En parallèle, des croisements entre races (par exemple montbéliarde, jersiaise et holstein) permettent de gagner en rusticité, en fertilité et en tolérance aux variations climatiques, avec des résultats techniques visibles dès la première génération, ce que les éleveurs observent dans leurs carnets de performances. Dans les élevages porcins, la sélection génétique offre des leviers pour limiter certains variants pathogènes, mais des travaux rappellent qu’une résistance "globale" à toutes les maladies reste illusoire, et que la génétique doit s’appuyer sur de bonnes pratiques sanitaires et des conduites d’élevage adaptées.
Quels sont les bénéfices économiques et les limites de la génétique?
Les gains génétiques se traduisent concrètement en euros sur le plan de l’exploitation. Selon une étude de l’INRAE sur l’impact économique de l’amélioration génétique, le taux de rendement interne des programmes de sélection peut atteindre plusieurs dizaines de pourcents, tant pour les éleveurs que pour l’ensemble des filières, même en contexte de volatilité des prix. En pratique, pour une exploitation bovine laitière moyenne, une amélioration génétique de 100 à 200 kg de lait par vache peut représenter un gain de plusieurs milliers d’euros de revenu brut annuel, en fonction des prix du lait et des contraintes de plafonnement.
Cependant, la génétique présente toujours des limites. Une sélection trop focalisée sur un seul critère, comme le volume de lait, peut s’accompagner d’une baisse de rusticité, de fécondité ou de longévité, ce que montrent différentes analyses scientifiques et techniques. La consanguinité et une réduction trop forte de la diversité génétique, lorsqu’elles sont mal maîtrisées, peuvent favoriser l’apparition de maladies héréditaires ou réduire la capacité d’adaptation des populations, ce que les organismes de sélection cherchent à corriger via des stratégies de gestion de la diversité génétique.

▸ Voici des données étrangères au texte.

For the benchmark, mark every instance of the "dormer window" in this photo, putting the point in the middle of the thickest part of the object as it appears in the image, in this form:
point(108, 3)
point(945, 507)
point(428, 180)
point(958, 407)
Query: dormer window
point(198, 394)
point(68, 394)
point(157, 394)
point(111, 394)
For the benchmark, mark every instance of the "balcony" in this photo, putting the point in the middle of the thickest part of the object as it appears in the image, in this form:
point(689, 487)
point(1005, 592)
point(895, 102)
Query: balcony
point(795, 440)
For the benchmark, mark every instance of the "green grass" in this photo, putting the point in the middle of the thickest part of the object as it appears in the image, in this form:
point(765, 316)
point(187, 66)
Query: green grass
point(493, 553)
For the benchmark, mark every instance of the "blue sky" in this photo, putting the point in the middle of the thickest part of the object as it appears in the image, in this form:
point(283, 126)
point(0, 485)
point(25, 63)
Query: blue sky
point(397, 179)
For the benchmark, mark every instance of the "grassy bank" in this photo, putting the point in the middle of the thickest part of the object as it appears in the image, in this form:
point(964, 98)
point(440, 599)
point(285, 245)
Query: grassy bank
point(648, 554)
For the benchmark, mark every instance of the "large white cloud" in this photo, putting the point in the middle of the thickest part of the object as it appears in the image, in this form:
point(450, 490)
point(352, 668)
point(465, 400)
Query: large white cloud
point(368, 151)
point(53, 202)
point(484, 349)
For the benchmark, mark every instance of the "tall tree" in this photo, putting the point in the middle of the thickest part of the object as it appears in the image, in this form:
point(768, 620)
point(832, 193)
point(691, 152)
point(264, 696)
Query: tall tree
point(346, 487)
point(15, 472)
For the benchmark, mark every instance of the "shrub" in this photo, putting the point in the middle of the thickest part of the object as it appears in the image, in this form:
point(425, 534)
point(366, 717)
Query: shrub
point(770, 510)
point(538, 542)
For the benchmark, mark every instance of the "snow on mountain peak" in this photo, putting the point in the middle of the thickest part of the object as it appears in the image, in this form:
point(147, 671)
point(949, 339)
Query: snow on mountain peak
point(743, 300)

Quel rôle pour la génétique dans l’avenir des filières animales ?
Les enjeux du futur placent la génétique au cœur des défis climatiques, sanitaires et économiques des filières animales. Selon l’INRAE, la sélection devra jouer un rôle central dans l’adaptation des animaux aux stress thermiques, en améliorant l’efficience des ressources et en réduisant l’empreinte environnementale des élevages, dans la perspective des objectifs 2030. Des programmes de recherche européens et nationaux intègrent désormais des objectifs de réduction des émissions, de meilleure résistance aux maladies et de meilleure adaptation aux systèmes agro‑écologiques.
Pour les éleveurs, la génétique devient un levier de compétitivité, de durabilité et de bien‑être animal, à condition de l’inscrire dans un projet global d’exploitation, combiné à une gestion fine des intrants, des bâtiments et des pratiques d’élevage.